One distinct advantage of wave energy is constancy. “As a renewable, it’s always on. With solar, the sun goes down, and wind can stop blowing,” Labonte says.
Thresher says the competition ran 1:50-scale and 1:20-scale tank tests at five facilities and generated regular sinusoidal waves and then irregular waves to simulate typical sea states off the West Coast. Energy capturing typically worked best with 1-m to 5-m waves, he says.
Hagmüller, 34, and Ginsburg, 30, met as roommates at Oregon State University, Corvallis, in 2008. For four years after high school, Hagmüller, a tinkerer, worked as a motorcycle mechanic, a diesel mechanic for the Alaska fishing industry, and as a boat fabricator and welder. A math whiz, Ginsburg went straight to college.
After he graduated from college, Hagmüller first toyed with the idea of building a wave-energy converter while working as an engineer on the Port Mann Bridge project in Vancouver. “In the early morning hours, I would go out to the shop and tinker with what was laying around—a Roomba vacuum cleaner, bicycle parts and inner tubes—to get a feel for how it would work.”
He soon had a prototype. He began emailing Ginsburg, then working for the Navy on submarines in Pearl Harbor, with questions about challenges such as building a circuit to accommodate the irregular input of wave energy.
In 2011, they met on the Oregon coast to test their fourth design before crowds of gawking beachgoers. Then, to collaborate better, both relocated to Portland.

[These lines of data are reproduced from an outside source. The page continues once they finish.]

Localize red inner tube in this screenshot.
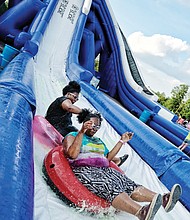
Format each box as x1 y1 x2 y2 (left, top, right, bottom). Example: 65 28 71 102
34 115 123 213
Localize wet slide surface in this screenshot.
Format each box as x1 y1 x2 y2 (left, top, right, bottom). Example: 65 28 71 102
32 0 190 219
0 0 189 219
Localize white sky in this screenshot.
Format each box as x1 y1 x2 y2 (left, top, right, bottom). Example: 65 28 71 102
109 0 190 97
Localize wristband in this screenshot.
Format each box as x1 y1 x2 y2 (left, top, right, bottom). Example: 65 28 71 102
119 139 125 144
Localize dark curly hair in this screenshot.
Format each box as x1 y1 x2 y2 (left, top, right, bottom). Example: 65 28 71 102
77 109 103 124
62 81 81 95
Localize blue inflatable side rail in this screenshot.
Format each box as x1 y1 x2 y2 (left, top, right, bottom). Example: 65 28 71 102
67 12 94 83
23 0 59 56
148 115 188 145
0 0 45 48
160 159 190 211
0 0 58 54
0 52 36 220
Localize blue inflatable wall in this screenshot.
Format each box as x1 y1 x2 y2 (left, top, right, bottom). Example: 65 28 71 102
0 52 36 220
0 0 45 49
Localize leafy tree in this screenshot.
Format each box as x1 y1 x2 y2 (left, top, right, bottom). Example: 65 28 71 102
94 55 100 72
94 59 99 72
166 84 189 114
156 84 190 120
181 98 190 120
155 91 169 106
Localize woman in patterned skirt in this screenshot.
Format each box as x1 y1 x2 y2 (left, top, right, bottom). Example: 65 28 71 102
63 110 182 220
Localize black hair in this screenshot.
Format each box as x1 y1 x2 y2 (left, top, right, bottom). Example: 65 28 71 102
62 81 81 95
77 109 103 124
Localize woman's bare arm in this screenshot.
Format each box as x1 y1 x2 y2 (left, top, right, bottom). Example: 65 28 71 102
61 99 82 114
107 132 133 161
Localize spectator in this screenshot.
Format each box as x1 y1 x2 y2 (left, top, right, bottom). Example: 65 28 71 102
178 131 190 151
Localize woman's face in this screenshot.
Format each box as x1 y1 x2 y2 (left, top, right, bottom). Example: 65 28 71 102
85 117 101 137
68 92 79 104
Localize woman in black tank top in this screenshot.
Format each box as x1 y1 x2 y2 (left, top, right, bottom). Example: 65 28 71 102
45 81 82 137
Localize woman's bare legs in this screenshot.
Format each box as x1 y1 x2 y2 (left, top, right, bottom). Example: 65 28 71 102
131 186 157 202
112 155 129 166
112 192 141 215
111 157 120 165
130 184 182 213
111 191 162 220
178 142 188 151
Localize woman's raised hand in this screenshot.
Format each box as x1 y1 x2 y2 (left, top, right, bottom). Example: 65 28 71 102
121 132 134 143
80 120 93 133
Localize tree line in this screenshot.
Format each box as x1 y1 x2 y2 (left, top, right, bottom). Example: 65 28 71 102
155 84 190 120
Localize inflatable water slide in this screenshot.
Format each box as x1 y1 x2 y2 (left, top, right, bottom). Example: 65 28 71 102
0 0 190 219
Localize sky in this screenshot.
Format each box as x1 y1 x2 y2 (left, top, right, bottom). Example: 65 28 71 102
109 0 190 97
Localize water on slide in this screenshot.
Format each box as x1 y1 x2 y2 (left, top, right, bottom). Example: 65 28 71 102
33 0 190 219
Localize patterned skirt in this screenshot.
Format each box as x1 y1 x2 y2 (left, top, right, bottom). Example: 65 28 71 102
72 166 141 203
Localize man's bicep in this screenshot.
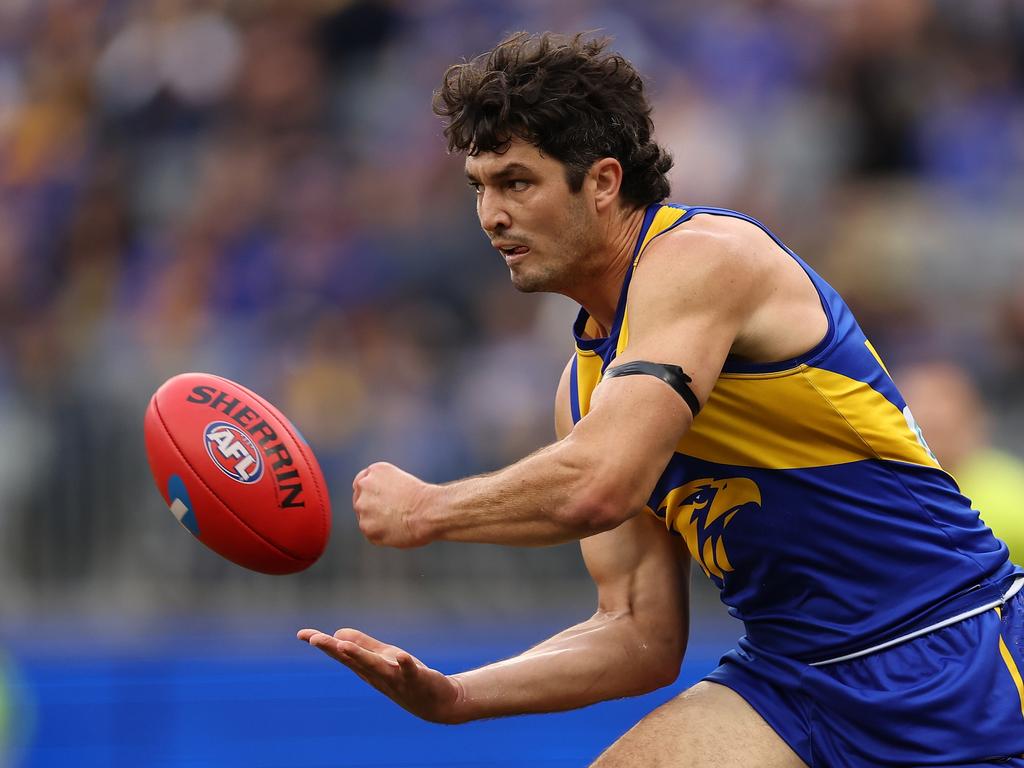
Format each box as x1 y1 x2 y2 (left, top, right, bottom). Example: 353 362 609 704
610 305 735 414
568 373 693 514
554 354 683 529
611 226 764 409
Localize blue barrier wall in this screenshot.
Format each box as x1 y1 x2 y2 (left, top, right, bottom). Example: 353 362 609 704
3 620 737 767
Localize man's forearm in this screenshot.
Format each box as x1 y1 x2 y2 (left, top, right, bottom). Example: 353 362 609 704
415 436 626 546
448 612 680 722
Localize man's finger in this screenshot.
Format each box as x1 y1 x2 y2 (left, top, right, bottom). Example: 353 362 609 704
333 627 392 653
395 651 418 678
336 639 399 678
352 467 370 491
305 632 349 663
299 628 416 692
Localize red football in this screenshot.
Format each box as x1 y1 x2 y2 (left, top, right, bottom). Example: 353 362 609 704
143 372 331 574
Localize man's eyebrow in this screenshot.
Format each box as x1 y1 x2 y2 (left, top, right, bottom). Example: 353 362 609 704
465 162 535 182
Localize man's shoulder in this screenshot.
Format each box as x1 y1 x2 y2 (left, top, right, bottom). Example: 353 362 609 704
657 208 778 259
635 210 776 297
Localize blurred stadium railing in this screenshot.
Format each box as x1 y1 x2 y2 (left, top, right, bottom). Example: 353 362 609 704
3 2 1024 764
0 0 1022 621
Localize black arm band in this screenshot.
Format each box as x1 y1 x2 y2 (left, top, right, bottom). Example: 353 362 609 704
602 361 702 417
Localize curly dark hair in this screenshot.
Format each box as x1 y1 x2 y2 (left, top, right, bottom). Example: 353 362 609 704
433 32 673 209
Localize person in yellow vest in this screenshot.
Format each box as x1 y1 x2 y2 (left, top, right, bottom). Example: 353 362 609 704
897 359 1024 564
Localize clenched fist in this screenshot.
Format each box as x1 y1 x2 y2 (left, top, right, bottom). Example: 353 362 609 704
352 462 435 548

The first promising design cost $300, but they needed $50,000 for tank testing to improve the output, Hagmüller says. Unable to attract interest in their invention, which “didn’t look pretty or refined,” they nearly lost hope, Hagmüller recalls. But with the help of an OSU alumnus who offered to do 3D printing for the $400 materials cost, they built their first real prototype.
The inventors were among the first to enter the DOE competition. Still using their own funds, Hagmüller and Ginsburg started from scratch, redesigning and building their 1:50-scale model, before winning the $125,000 seed funding as finalists.
Thresher says the Aquaharmonics submission had the advantage of a simple structural design, which gave its creators time for refinement, but notes that there were other, more complex designs that also demonstrated good ideas.
CalWave Power Technologies, Berkeley, Calif., won $500,000 with a fully submerged pressure-differential device, developed by an eight-member team led by Marcus Lehman. Submerged systems can be less vulnerable to storms. Lehman says the CalWave device can effectively shut down during extreme conditions.
In 2012, while studying for his master’s degree at the University of California at Berkeley, Lehman built a prototype of the system. It is based on his mechanical engineering professor’s concept. The year after the concept was accepted, Cyclotron Road, a technology incubator at Lawrence Berkeley National Laboratory, assisted in its development.
“We entered the DOE competition as a parallel effort, advancing the initial shallow-water design to a deepwater one to meet the competition requirements of 120-meter water depth,” Lehman says.
The $250,000 prize went to Waveswing America’s pressure-differential point-absorber, another fully submerged device. The technology is owned by Simon Grey, CEO at AWS Ocean Energy, Scotland. Its direct-drive system comprises an air-filled chamber that is fixed to the seabed, says Mirko Previsic, owner of ReVision Consulting, Sacramento, and Waveswing team leader. Open at the top, the device is closed at the bottom by a cylindrical floater that rises and falls as pressure increases or decreases from the waves passing overhead. The movement drives a power take-off in the middle. “The relative motion between the top shelf and the bottom shelf as it moves is converted into electricity,” Previsic says.
“We’re on a path to follow the same model of cost reduction [as wind and solar] with investments we’re making,” Labonte says. She predicts that, within five years, wave energy could be competitive with diesel in remote coastal markets.